DESCRIPTION (provided by applicant): The mechanics, 3D structure, and biochemical composition of the extracellular matrix (ECM) significantly influences diverse biological outcomes, including cellular polarization, differentiation, apoptosis, migration, and proliferation For example, ECM alignment triggers polarized cell morphologies and facilitates migration away from the primary tumor. However, it remains poorly understood how cells spatiotemporally integrate 3D ECM cues in order to selectively orchestrate downstream signaling. The objective of the proposed research here aims to further our understanding this process. Specifically, I will investigate how mesenchymal cells spontaneously establish anteroposterior cell polarity in 3D ECM environments. Towards these means, I will evaluate the spatiotemporal evolution of cell-collagen interfaces, integrin activation, Rho family GTPase signaling, and cytoskeletal dynamics, in mesenchymal cells undergoing 3D polarization. I hypothesize that ECM fibers oriented normal to the cell surface will trigger integrin clustering and the formation of mature matrix adhesions (Aim 1). Furthermore, I hypothesize that Rho family GTPase activation will be bifurcated into focal adhesion-dependent and independent regimes (Aim 2), and that this will result in ECM context-dependent modulation of actin polymerization, bundling, dendritic branching, actomyosin contraction, and depolymerization (Aim 3). This will be accomplished by light- sheet imaging of mesenchymal cells embedded within reconstituted ECM-like environments, acute pharmacological perturbations, and computer vision analysis of ECM fiber orientation, cell shape, signal transduction, and cytoskeletal dynamics. This research will serve as the foundation from which further studies can evaluate 3D spatiotemporal cell signaling in physiological and pathophysiological ECM states.
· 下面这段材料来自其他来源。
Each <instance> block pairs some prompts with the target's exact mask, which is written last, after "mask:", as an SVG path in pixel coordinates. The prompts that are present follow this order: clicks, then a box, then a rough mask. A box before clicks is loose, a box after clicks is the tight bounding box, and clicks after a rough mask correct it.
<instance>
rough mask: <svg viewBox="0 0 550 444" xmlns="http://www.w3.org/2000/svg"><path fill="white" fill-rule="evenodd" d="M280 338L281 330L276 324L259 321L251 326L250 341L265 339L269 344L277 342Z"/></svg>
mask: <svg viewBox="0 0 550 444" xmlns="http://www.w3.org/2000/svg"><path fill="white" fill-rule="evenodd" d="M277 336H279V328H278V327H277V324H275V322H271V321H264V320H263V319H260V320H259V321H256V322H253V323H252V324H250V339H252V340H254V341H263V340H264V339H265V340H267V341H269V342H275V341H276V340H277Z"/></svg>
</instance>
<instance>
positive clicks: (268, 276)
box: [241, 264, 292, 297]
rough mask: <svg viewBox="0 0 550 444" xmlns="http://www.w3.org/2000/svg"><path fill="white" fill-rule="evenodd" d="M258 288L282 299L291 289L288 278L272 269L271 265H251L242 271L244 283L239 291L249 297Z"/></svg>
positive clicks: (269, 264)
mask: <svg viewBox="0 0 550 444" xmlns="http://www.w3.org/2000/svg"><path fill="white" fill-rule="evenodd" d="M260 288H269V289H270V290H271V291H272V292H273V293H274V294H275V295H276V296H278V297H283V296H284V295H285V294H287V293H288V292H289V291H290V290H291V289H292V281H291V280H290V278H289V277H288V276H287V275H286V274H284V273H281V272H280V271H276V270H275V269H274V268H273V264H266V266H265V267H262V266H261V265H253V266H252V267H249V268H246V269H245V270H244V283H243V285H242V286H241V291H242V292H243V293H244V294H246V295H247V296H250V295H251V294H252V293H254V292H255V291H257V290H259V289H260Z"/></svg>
描述（由适用提供）：细胞外基质（ECM）的机械，3D结构和生化组成显着影响潜水的生物学结果，包括细胞极化，分化，凋亡，迁移和增殖，例如ECM对齐触发触发细胞形态和偏离小学的迁移。然而，它仍然鲜为人知的是细胞如何在空间整合3D ECM提示以选择性地编排下游信号传导。这里提出的研究的目的旨在进一步理解这一过程。具体而言，我将研究Messedectymal细胞如何在3D ECM环境中赞助建立前后细胞极性。在这些手段方面，我将在3D极化的间充质细胞中评估细胞胶原界面，整联蛋白激活，Rho家族GTPase信号传导和细胞骨架动力学的时空演化。我假设以ECM为导向的ECM纤维正常与细胞表面触发整合素聚类和成熟基质粘合剂的形成（AIM 1）。此外，我假设Rho家族GTPase激活将分为局灶性粘附依赖性和独立的方案（AIM 2），这将导致ECM上下文依赖于肌动蛋白聚合，束，树突，树突分支，Actomyosin protaction和AIM 3）的肌动蛋白聚合调节。这将通过嵌入重组的ECM样环境中的间充质细胞的光片成像，急性药物扰动以及ECM纤维纤维方向，细胞形状，信号翻译和细胞骨架动力学的计算机视觉分析。这项研究将是进一步研究可以评估物理和病理生理ECM状态中3D时空细胞信号传导的基础。